Sunday, 14 April 2013

Going beyond the 'nudge': Could supermarkets do more to encourage a balanced diet?

It is well acknowledged that what we eat is important and UK Governments have spent a small fortune on campaigns that encourage people to think carefully about what they eat.

These are typically known as nudge strategies. As the name suggests, they attempt to 'nudge' the public into changing their behaviour.




Whether these actually work remains open to debate. For example, most people who smoke know it is bad for their health, but reminding them of that fact will not always have the desired effect on their behaviour. On the other hand, the public smoking ban has been very effective in helping people kick the habit because it removes temptation and encourages people to adopt effective coping strategies. I guess that could be described as a bit more than a nudge!

Anyway, this got me thinking about diet as I was walking around the supermarket. Glancing at the shelves, it struck me that temptation is everywhere.

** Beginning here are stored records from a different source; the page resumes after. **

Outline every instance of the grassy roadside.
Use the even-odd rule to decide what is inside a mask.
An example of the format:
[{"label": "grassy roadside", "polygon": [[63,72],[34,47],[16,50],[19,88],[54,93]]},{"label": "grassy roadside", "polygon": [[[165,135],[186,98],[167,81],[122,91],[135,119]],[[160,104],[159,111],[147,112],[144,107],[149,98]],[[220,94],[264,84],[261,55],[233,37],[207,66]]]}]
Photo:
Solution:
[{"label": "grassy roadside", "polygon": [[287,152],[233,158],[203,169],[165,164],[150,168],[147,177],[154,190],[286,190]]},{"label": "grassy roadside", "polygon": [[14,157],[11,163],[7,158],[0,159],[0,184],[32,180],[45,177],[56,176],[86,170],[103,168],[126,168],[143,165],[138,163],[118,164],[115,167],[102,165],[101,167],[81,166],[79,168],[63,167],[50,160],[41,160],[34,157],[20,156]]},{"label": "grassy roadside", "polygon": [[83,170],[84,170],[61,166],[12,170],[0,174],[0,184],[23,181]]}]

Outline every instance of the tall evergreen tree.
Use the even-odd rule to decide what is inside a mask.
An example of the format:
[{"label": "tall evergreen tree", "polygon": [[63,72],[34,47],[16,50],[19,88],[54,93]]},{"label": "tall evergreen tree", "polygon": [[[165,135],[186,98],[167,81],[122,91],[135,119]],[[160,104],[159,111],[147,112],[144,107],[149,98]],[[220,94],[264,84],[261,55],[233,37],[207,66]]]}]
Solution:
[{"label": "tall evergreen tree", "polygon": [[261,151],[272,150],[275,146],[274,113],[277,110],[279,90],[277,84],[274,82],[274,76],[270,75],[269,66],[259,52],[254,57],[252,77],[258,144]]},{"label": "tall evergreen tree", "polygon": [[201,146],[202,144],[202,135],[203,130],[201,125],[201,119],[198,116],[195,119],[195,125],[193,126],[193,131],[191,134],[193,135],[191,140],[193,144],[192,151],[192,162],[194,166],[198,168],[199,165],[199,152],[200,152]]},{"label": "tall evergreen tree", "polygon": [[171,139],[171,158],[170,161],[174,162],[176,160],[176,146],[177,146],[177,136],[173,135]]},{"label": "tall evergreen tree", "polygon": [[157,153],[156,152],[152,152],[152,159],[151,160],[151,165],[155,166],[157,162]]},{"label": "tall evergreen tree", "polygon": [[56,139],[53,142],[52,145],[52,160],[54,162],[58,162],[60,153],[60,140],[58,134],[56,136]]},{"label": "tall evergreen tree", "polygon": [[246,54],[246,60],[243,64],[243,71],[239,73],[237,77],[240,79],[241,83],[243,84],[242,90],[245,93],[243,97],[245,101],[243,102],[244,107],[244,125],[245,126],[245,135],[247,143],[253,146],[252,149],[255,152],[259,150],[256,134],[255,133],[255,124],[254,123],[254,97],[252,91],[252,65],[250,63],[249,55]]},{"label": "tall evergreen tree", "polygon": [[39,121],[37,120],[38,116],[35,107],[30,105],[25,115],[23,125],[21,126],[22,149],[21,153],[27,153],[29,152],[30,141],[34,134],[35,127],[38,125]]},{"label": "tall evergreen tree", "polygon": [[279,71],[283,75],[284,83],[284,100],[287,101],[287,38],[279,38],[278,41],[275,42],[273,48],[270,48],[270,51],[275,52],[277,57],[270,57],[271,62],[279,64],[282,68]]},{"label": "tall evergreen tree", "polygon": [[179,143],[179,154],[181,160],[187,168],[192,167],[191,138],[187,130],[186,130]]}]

Every aisle is packed with products that contain too much fat, salt or sugar. On rare occasions when you do find something that is healthy for example, a breakfast cereal that isn't packed with sugar, you are only one or two moves away from another product that is often cheaper, but comparatively unhealthy.



My view is that the government can nudge people in the right direction all they want, but when it comes to regulating the way food is pushed towards consumers at the point of sale, something that is well known to affect shopping behaviour, little is done to help encourage people towards a healthier alternative.


One Idea

Supermarket aisle's should not just be split by food type, but by health rating and then by food type. This would allow for a clear distinction between food than should be consumed regularly and occasionally.



The outcome would be two-fold. Firstly, it would be clear to customers what should and should not be consumed on a regular basis. Secondly, while not limiting individual choice it may encourage new patterns of shopping behaviour.

This might make for a really neat experiment.

Participants would be instructed to keep a diary of their normal food consumption and in a between-subjects design, control participants would then be asked to shop from an mock online supermaket orgaised in a traditional manner. An experimental group would shop from a supermarket organised in the new manner shown above.

My prediction: participants in the experimental group would place more healthy items in their basket when compared with controls. They would also show a reduction in total basket calories in comparison to their average shop.

Assuming customers spent the same amount of money or more, this would also make good business sense...especially in the long run if those same customers lived longer!